Hormone therapy can be used as, firstly, empirical therapy in the treatment of patients with symptoms indicating a high probability of having endometriosis in the absence of cystic (ovarian) forms, and, secondly, adjuvant therapy for the prevention of recurrence after laparoscopic confirmation of endometriosis and / or removal of visible lesions, endometrioid cyst capsule or removal of endometriosis in infiltrate active form of the disease (retrocervical localization, bladder, intestines).

Hormone therapy helps to preserve fertility, increase working capacity, social activity and quality of life of women. Currently, there are direct indications for the treatment of endometriosis with aGn-RH, antGn-RH and some progestogens.

Before prescribing hormonal therapy, it is necessary to conduct a generally accepted examination, including:

1. collection of family and personal anamnesis with an emphasis on identifying hereditary forms of thrombophilia;
2. gynecological examination;
3. instrumental and laboratory studies to assess the state of the cardiovascular system, biochemical parameters of the liver and kidneys to exclude contraindications;
4. transvaginal ultrasound, breast ultrasound or mammography depending on age and family risk, cervical smears for oncocytology.

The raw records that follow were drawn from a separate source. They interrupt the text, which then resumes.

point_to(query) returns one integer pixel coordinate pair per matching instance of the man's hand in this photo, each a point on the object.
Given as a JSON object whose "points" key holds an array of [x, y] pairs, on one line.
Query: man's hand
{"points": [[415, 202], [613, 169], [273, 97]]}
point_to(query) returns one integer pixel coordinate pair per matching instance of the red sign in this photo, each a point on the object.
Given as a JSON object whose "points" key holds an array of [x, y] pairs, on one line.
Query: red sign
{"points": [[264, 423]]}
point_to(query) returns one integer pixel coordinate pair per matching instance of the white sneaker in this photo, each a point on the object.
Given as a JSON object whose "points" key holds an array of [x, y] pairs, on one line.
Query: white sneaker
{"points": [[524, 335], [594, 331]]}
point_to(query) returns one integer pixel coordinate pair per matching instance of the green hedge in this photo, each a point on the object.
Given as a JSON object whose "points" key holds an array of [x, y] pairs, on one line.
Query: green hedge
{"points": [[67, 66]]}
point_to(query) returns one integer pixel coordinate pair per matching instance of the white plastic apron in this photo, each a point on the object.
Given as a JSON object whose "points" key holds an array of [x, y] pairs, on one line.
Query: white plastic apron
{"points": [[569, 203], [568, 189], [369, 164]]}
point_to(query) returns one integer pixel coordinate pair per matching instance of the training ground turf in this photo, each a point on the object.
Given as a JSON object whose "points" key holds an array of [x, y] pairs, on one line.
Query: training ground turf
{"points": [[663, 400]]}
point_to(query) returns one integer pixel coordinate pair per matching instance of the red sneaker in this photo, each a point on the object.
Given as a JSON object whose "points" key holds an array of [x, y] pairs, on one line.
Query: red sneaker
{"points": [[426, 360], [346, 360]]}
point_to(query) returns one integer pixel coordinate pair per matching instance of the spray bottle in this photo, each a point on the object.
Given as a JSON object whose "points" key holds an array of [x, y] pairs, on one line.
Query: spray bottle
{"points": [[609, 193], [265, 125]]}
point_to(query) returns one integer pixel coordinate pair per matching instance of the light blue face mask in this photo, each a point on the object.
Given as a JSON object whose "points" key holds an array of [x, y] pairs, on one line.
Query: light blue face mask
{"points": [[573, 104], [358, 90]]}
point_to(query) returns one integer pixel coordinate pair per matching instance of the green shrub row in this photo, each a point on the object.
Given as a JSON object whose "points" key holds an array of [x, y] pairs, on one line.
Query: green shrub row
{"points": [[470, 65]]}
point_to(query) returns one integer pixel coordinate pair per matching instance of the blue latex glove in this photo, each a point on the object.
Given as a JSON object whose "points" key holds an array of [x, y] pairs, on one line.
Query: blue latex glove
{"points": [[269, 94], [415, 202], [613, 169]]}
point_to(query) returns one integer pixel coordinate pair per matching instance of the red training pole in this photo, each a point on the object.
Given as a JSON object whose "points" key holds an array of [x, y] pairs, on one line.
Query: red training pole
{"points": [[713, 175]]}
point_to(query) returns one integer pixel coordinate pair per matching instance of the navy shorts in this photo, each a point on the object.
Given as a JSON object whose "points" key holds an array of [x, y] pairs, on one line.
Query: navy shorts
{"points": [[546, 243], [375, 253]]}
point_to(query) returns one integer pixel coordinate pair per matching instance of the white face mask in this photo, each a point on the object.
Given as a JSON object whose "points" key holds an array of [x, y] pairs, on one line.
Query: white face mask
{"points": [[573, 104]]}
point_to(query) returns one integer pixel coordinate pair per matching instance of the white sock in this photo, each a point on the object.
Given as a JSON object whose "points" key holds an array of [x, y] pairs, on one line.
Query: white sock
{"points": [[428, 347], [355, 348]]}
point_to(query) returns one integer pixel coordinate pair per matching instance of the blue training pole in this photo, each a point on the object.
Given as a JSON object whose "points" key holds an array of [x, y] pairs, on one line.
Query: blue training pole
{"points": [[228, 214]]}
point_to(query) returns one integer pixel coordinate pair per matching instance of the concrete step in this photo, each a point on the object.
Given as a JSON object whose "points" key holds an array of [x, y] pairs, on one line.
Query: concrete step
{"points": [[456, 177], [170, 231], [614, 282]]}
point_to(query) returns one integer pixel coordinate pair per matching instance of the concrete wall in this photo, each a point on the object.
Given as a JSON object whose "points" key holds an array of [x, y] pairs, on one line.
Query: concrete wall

Then the complex of these examination methods should be repeated every 12 months. throughout the course of hormone therapy. According to the recommendations of the leading gynecological societies, combined oral contraceptives are the drugs of first choice (although without an approved indication) for the relief of endometriosis-related chronic pelvic pain in women who have no contraindications and are not planning a pregnancy at this point in time.

The potential advantages of combined oral contraceptives are low cost, few side effects, and the possibility of long-term treatment. The results of many studies indicate that the use of combined oral contraceptives significantly reduces the intensity of pain associated with endometriosis. The mechanism of their therapeutic action is due to the blockade of the synthesis of GnRH and, as a result, the suppression of the cyclic secretion of FSH and LH, which is accompanied by anovulation, decidualization of the stroma and atrophy of endometriosis foci.